Nachdem sich vergangenen Donnerstag eine 100 Tonnen schwere Betonplatte von einer Brücke gelöst hatte, kam auf der Bahnstrecke Freiburg-Basel ein Lokführer ums Leben. Die Strecke war gesperrt, ist nun aber wieder frei.

Der Zug fuhr in die 100 Tonnen schwere Betonplatte, die sich von einer Brücke gelöst hatte. Foto: dpa/Patrick Seeger
Der Zug fuhr in die 100 Tonnen schwere Betonplatte, die sich von einer Brücke gelöst hatte. Foto: dpa/Patrick Seeger

Auggen - Nach dem tödlichen Zugunglück bei Auggen in der Nähe von Freiburg ist die Bahnstrecke nach Basel wieder freigegeben. Fernverkehrszüge verkehren wieder zwischen Freiburg (Breisgau) und Basel, wie die Deutsche Bahn am Mittwochabend gegen 21 Uhr per Twitter mitteilte.

Am vergangenen Donnerstag hatte sich eine 100 Tonnen schwere Betonplatte von einer Brücke gelöst und war auf Gleise der Rheintalstrecke zwischen Freiburg und Basel gestürzt. Ein Schweizer Güterzug, der Lastwagen und deren Fahrer transportierte, stieß mit der Betonplatte zusammen und entgleiste daraufhin zum Teil. Der 51 Jahre alte Lokführer kam ums Leben. Drei der zehn im Passagierwaggon mitfahrenden Lastwagenfahrer wurden verletzt.
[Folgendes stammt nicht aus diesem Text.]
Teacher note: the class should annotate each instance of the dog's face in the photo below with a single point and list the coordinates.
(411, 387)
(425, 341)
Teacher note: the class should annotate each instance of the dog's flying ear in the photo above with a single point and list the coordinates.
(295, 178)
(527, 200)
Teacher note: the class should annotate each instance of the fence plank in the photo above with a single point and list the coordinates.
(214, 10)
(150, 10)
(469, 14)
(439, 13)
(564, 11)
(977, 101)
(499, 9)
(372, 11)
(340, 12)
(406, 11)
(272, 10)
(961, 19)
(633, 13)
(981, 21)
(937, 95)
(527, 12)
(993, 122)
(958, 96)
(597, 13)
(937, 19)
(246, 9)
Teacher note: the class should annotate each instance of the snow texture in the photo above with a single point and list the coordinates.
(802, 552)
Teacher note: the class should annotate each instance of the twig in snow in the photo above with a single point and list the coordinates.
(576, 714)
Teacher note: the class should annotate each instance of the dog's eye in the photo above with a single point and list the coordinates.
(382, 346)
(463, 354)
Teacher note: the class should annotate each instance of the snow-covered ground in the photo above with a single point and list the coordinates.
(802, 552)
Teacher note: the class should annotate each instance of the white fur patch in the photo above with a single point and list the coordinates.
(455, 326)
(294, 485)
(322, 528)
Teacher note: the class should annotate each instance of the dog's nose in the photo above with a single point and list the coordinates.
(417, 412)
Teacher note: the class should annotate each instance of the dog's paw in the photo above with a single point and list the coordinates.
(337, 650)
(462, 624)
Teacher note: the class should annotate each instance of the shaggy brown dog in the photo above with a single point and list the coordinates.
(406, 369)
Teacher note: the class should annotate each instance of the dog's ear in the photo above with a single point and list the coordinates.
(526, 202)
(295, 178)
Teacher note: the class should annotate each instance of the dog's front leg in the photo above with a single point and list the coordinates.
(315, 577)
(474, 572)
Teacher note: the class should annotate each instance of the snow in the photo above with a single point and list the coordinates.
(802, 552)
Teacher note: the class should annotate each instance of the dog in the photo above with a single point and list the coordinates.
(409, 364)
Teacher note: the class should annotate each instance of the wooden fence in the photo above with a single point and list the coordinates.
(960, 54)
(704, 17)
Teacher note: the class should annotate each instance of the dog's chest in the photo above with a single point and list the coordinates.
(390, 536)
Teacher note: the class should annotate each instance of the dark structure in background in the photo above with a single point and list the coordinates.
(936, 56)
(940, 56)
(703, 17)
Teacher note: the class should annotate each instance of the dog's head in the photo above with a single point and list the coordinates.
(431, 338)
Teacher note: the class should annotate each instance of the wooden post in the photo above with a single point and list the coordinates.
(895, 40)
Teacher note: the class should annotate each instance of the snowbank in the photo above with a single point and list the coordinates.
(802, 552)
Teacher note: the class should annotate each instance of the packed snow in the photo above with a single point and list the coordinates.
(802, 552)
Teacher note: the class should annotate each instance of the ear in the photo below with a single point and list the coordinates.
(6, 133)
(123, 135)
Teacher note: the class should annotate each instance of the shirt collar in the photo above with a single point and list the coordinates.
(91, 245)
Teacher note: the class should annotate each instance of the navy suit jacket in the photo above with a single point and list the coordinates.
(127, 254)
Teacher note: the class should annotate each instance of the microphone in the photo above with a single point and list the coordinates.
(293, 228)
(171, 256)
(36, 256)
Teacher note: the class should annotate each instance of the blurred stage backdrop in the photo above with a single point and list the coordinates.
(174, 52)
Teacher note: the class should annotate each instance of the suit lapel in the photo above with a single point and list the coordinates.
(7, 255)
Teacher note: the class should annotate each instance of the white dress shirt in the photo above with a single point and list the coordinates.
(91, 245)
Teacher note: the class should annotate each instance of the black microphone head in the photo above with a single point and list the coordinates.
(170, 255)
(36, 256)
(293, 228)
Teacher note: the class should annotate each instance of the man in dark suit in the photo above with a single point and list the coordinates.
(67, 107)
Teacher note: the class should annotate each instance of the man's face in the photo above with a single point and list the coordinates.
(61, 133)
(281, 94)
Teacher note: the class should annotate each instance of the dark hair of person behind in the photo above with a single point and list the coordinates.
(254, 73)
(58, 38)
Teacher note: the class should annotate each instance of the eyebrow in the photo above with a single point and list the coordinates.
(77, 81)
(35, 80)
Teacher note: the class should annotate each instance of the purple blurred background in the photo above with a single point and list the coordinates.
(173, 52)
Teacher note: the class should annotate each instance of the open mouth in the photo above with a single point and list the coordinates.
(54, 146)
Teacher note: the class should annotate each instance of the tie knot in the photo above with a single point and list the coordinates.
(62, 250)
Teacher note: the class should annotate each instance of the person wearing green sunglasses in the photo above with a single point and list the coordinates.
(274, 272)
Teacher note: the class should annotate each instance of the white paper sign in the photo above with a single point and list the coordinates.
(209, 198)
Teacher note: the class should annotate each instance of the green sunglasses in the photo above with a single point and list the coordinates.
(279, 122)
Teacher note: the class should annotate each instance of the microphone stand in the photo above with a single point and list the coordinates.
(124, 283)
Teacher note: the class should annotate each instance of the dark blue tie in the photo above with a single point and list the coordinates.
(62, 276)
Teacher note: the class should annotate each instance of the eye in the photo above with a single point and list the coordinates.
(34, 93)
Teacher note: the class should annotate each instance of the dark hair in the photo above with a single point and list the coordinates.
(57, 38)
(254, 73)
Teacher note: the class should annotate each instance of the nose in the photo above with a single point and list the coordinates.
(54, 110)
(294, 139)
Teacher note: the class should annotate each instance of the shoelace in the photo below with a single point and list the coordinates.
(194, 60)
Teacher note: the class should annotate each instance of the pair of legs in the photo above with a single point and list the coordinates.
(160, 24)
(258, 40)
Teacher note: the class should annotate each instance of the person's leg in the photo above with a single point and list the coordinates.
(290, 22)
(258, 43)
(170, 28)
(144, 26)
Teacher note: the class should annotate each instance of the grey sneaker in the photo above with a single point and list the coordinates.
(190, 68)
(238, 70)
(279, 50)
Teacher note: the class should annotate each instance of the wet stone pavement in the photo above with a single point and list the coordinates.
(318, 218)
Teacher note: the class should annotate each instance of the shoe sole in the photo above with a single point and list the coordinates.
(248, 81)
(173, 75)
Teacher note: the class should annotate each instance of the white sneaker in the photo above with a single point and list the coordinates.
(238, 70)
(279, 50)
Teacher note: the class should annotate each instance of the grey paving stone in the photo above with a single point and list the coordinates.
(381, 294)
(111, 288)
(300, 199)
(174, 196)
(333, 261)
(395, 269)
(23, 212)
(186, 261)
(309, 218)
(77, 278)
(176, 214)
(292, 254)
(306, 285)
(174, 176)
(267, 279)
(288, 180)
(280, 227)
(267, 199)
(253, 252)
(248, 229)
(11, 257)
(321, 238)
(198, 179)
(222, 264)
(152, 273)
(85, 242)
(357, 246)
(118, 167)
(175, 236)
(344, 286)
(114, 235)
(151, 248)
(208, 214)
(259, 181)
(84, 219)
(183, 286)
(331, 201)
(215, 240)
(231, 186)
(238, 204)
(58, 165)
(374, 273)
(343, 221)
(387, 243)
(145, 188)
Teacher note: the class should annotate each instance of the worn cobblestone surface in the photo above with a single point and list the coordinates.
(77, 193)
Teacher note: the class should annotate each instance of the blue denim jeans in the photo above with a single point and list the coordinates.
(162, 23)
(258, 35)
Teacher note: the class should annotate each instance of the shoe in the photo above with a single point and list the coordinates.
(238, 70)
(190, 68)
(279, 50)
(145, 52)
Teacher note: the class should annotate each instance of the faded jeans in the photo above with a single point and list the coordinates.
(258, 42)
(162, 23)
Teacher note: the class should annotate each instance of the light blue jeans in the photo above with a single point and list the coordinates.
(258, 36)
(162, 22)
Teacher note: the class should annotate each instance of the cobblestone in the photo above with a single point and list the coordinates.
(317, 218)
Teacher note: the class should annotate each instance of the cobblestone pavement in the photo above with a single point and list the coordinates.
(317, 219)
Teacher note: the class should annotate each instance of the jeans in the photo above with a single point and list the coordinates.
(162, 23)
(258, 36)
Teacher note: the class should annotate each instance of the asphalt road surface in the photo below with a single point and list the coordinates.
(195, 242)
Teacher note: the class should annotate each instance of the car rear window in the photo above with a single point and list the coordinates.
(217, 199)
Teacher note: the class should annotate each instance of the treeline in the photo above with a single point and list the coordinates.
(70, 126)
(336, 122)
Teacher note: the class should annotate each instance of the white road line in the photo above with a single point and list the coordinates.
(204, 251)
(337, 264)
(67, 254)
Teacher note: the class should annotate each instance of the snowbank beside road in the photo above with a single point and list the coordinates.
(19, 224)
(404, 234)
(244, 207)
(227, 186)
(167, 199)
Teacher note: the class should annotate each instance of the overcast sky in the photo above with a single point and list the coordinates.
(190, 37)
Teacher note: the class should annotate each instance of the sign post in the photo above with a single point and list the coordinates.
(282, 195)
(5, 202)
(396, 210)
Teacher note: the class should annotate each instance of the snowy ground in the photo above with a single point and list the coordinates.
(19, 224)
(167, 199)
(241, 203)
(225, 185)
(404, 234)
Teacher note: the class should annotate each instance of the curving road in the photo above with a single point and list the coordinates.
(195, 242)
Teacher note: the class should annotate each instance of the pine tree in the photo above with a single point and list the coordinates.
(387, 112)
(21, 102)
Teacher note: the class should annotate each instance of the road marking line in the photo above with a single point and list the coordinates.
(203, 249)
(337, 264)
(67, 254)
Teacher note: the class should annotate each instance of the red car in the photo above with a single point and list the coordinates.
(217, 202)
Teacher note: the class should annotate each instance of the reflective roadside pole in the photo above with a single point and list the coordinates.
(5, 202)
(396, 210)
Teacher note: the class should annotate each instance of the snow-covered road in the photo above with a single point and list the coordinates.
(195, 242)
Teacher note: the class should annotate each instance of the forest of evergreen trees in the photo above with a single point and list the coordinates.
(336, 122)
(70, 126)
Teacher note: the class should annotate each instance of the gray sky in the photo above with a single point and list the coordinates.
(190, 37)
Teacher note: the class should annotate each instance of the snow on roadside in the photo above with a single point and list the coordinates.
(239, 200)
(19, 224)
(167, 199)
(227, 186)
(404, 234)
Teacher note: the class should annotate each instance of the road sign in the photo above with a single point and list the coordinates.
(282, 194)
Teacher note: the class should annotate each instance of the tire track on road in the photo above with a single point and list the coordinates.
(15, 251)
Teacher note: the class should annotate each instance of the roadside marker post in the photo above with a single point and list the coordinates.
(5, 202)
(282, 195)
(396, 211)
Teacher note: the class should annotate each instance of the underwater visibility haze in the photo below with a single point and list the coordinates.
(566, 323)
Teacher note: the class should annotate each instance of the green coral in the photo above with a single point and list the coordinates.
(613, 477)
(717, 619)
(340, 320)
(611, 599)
Die Rheintalbahn zwischen Karlsruhe und Basel wird von zwei auf vier Gleise ausgebaut. Im Rahmen dieser Arbeiten sollte die Brücke, von der sich das Betonteil löste, am vergangenen Wochenende abgerissen werden.

Nach dem Unfall musste die Bahn auf rund 250 Metern die beschädigten Gleise erneuern sowie 1500 Tonnen Schotter und 680 Schwellen austauschen. Außerdem wurden die Oberleitungen sowie die Leit- und Sicherungstechnik auf einer Länge von 500 Metern repariert.